Friday, Jan. 3, 2025 10:15 AM - 12:15 PM (PST)

San Francisco Marriott Marquis
Hosted By: Central Bank Research Association
  • Chair: Galina B. Hale, University of Califronia-Santa Cruz

Trade Protection, Stock Market Returns and Welfare

Mary Amiti
,
Federal Reserve Bank of New York
Matthieu Gomez
,
Columbia University
Sang Hoon Kong
,
Columbia University
David Weinstein
,
Columbia University

Abstract

This paper develops a rigorous methodology to assess the expected impact of a policy change on aggregate welfare using financial-market reactions to policy announcements. A critical ingredient is extracting the expected cash-flow component of stock-price movements due to a policy change. Seen through the lens of a specific factors model, a policy’s impact on cash flow is a sufficient statistic for identifying movements in sales, wages, employment, and total factor productivity. We apply this methodology to the U.S.-China trade war and find the welfare losses are an order of magnitude larger than those typically found in most studies.

Uncertainty and International Shipping

Linda S. Goldberg
,
Federal Reserve Bank of New York, NBER and CEPR
Fernando Leibovici
,
Federal Reserve Bank of St. Louis

Abstract

As the majority of global trade in goods and services is transported over water routes, shipping risk can contribute importantly to transport costs, import prices and patterns of international trade. This paper measure the extent and dynamics of shipping risk, and traces consequences. We develop a model based on the framework of Alessandria, Kaboski, and Midrigan (2010) to examine how firms' importing decisions and the dynamics of trade flows are affected by changes in shipping risk. Shipping risk measurement relies on financial derivatives. We analyze the relationship between our measure of shipping risk and various trade outcomes, including import price indices and measures of trade flows. We also investigate the heterogeneous effects of shipping risk across different product categories and countries, as some goods or trade relationships may be more sensitive to shipping disruptions than others.
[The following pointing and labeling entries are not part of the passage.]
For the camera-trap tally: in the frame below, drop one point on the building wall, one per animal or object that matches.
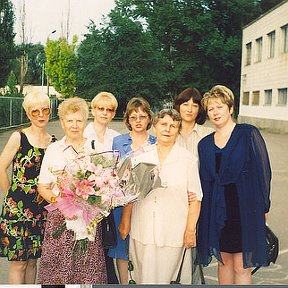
(270, 73)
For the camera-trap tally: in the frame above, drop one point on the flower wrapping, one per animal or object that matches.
(89, 189)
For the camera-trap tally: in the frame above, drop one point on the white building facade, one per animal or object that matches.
(264, 71)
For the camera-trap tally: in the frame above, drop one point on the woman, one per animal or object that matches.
(138, 118)
(163, 223)
(58, 264)
(23, 215)
(193, 116)
(235, 176)
(104, 106)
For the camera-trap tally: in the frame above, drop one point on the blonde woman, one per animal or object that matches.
(23, 217)
(138, 118)
(235, 176)
(57, 265)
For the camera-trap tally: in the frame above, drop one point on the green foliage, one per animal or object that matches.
(7, 50)
(61, 65)
(11, 90)
(121, 58)
(156, 48)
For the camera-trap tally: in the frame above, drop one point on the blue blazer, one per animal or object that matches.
(245, 162)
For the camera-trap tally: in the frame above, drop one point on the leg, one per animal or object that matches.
(226, 270)
(241, 275)
(16, 273)
(122, 267)
(31, 271)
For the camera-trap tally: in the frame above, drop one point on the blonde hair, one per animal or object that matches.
(135, 104)
(106, 97)
(73, 105)
(35, 98)
(219, 92)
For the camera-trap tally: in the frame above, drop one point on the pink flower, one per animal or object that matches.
(84, 188)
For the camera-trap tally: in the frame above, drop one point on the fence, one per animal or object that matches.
(12, 113)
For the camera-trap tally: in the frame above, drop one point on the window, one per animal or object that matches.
(255, 98)
(248, 53)
(285, 38)
(268, 97)
(282, 96)
(245, 99)
(271, 44)
(258, 50)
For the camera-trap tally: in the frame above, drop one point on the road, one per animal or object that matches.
(275, 274)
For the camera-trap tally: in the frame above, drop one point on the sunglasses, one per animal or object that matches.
(102, 109)
(37, 112)
(135, 118)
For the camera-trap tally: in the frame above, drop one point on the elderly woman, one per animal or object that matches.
(163, 223)
(23, 216)
(138, 118)
(103, 108)
(235, 176)
(58, 264)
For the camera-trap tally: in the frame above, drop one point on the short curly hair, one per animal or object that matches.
(73, 105)
(135, 104)
(219, 92)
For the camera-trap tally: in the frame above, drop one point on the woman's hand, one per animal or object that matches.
(189, 238)
(191, 197)
(124, 228)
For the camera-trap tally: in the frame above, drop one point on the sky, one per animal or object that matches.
(45, 16)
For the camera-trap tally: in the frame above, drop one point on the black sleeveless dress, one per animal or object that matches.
(231, 235)
(23, 216)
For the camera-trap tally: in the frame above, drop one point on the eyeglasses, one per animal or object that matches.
(102, 109)
(37, 112)
(135, 118)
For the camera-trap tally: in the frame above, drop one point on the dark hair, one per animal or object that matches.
(195, 95)
(173, 113)
(135, 104)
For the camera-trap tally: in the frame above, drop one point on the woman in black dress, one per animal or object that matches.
(23, 216)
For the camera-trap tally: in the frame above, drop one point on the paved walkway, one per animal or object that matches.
(278, 218)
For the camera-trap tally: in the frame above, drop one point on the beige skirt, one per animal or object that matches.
(159, 264)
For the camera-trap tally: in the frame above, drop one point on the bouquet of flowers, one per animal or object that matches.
(89, 189)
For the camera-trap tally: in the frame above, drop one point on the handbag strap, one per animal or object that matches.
(180, 268)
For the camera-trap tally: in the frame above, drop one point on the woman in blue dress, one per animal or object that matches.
(138, 118)
(235, 175)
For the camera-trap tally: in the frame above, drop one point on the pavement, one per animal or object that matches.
(275, 274)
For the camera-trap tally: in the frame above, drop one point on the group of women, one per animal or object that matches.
(214, 193)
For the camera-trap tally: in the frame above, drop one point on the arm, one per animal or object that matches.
(125, 224)
(46, 192)
(192, 219)
(6, 158)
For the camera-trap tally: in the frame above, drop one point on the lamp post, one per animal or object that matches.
(43, 66)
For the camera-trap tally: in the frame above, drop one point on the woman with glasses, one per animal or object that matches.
(193, 116)
(164, 222)
(103, 108)
(23, 217)
(58, 264)
(138, 118)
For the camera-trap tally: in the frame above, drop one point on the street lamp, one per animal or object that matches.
(43, 68)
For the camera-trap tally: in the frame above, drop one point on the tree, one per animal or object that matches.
(61, 65)
(121, 58)
(7, 49)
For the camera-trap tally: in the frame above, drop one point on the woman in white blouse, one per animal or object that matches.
(163, 223)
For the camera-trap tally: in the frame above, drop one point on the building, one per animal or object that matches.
(264, 71)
EXIM's Exit: The Real Effects of Trade Financing by Export Credit Agencies

Chenzi Xu
,
University of California-Berkeley
Adrein Matray
,
Harvard University

Abstract

We study the role of Export Credit Agencies—the predominant tool of industrial policy—on firm behavior by using the effective shutdown of the Export-Import Bank of the United States (EXIM) from 2015-2019 as a natural experiment. We show that a 1% reduction in EXIM trade financing reduces exports in an industry by approximately 5%. The impact on firms' total revenues implies that the export shock has positive pass-through to domestic sales, and firms contract investment and employment. These negative effects for the average firm are amplified by increased capital misallocation across firms as those with higher ex-ante marginal revenue product of capital contract more. We model the effect of EXIM trade financing as lowering two types of input cost wedges: an exporting firm's financing friction, and an importer market friction. We show that both frictions are empirically relevant, indicating that even in well-developed financial markets, the supply of trade financing is plausibly constrained. These results provide a framework for the conditions under which Export Credit Agencies can boost exports and firm growth, and can act as a tool of industrial policy without necessarily leading to a misallocation of resources.